Why it’s important to own your natural heritage

Ambika Shaligram
Saturday, 23 May 2020

There is lots to heritage of Maharashtra including Western Ghats and Sahyadris and rivers. But at the same time we are emphasising on the processes, systems and the services that it offers. The idea is to focus not just on the physical nature, but also on the dynamic aspect and the species associated with the eco-system.

Heritage is a word that we use loosely, mainly to describe historical monuments. But heritage encompasses a lot more like rivers, mountains, quarries and birds.

In a bid to focus on natural heritage of Pune city, INTACH Pune Chapter’s Co-Convenor, Supriya Goturkar Mahabaleshwarkar spoke on the subject, highlighting on the case studies, people’s participation, ownership of resources and so on.

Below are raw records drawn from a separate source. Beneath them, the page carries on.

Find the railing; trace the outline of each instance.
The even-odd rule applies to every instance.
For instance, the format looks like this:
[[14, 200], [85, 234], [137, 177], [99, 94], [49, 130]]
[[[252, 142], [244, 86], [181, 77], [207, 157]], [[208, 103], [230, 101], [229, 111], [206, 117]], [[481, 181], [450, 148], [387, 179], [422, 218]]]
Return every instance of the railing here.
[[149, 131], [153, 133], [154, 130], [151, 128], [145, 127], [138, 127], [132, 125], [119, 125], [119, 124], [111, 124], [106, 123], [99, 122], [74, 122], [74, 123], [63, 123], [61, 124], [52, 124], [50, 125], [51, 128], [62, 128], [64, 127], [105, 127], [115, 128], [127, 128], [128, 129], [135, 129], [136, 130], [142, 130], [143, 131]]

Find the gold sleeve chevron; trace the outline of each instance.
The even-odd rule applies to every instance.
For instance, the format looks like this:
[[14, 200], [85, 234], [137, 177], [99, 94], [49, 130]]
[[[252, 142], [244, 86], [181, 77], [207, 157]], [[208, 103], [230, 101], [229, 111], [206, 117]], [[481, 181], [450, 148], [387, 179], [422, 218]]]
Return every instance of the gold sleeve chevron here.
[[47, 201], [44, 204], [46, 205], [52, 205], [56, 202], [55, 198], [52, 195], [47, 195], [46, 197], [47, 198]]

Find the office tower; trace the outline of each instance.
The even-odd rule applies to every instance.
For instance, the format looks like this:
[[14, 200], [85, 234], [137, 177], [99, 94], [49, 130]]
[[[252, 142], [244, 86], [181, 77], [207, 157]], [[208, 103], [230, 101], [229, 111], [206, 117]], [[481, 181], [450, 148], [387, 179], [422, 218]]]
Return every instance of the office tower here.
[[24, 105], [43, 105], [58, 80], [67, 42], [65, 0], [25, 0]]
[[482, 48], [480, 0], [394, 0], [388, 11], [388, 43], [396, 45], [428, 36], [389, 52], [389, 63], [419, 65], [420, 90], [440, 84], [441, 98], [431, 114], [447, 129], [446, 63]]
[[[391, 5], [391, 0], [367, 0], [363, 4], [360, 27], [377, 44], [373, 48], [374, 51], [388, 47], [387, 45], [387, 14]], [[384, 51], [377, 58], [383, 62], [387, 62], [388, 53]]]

The talk was organised under the aegis of The Deccan Legacy webinar lecture series, organised by INTACH Aurangabad Chapter. The series are held every Saturday on Zoom. Mahabaleshwarkar shared the details of the talk 

What does natural heritage mean?

People associate INTACH (Indian National Trust for Art and Cultural Heritage) with architecture and monuments; this is a conscious attempt to include natural heritage. In my talk, the focus was on Pune’s natural heritage, what natural heritage encompasses, how we look at it, our attitude towards nature. I also focused on a few cases studies, the applications of mapping natural heritage and how we can use mapping in a broader sense, where you look at inventory and documentation and then actually mapping them on platforms.

I also spoke on collaborative efforts of different organisations, examples of the work done by INTACH. And the work that can be done by all of us, what can we do as individuals.

There is lots to heritage of Maharashtra including Western Ghats and Sahyadris and rivers. But at the same time we are emphasising on the processes, systems and the services that it offers. The idea is to focus not just on the physical nature, but also on the dynamic aspect and the species associated with the eco-system.

What do you mean by the processes?

Usually, when we talk of a forest in one of the mountains, it’s not enough to focus on the rocks and the soils, trees. The water retention happens in the forest and it’s because of that the urban centres are getting water. We can get water to drink in Pune is because we are surrounded by trees and forest. The soil fertility is another example. If your eco-system is healthy, these processes will be healthy and effectively so will be the humans. This connect is equally important.

What can you tell us about the case studies say? Have we improved, especially in the view of last year’s floods in Kolhapur and Sangli?

We have lost quite a lot. But the case studies I chose to speak about are positive, which highlights the efforts of organisation and people, who are trying to break the vicious circle.

INTACH did listing of Pune city’s natural heritage. Listing what we have is the first step towards understanding, how should we go about it, what could be the outcomes. How can we handle the encroachment issues on river?

Our listing included rivers, streams, geological sites. An interesting example would be Wagholi quarry. It has cavansite mineral, a rare and beautiful mineral. The city also has rare (in numbers) trees. They might not come under RET – Rare Endemic Threatened – but they are unique to the city and that’s why we have listed them.

Are the documents and case studies in public domain?

They are a part of some projects and some data can be requested for. The India biodiversity portal is an open source for all. People can get an idea on how to use them as a tool for conservation.

Can you share your thoughts on participation of people?

We need the scientists, taxonomists and researchers, but looking at the rich diversity that we have, it is difficult to document each and everything. Finally, it’s people’s heritage, so everyone has to own it. The success lies in people’s participation and if they are involved in documentation process, it becomes a movement. And, I believe it is important.

When we talk of people, is the emphasis on communities who are living in the forests or people like us, living in urban centres?

We need both. The case studies talk about both these communities, the roles they can play and how mapping can empower them. The updation of listings, of what we have, is an ongoing process because we lose some, we gain some. And, we have to ensure that they are monitored. If we use our legal spaces wisely, there is a lot that the government bodies can do. When people come forward, it puts pressure on the government. We have a strong tool like people’s biodiversity register, created by public. It is empowering because you own resources.

What should be the mindset of the people who want to be a part of this or what skills do they need?

Even if you are not from the environment or science background, but you care for the nature, a mobile handset can empower you to make a difference. You can take pictures, with GPS system you can map the location. If you make an interesting observation, you ensure that you have the right co-ordinates, date and time. You make a strong point with these details. Many such observations can become data and then you can imagine what all can be done!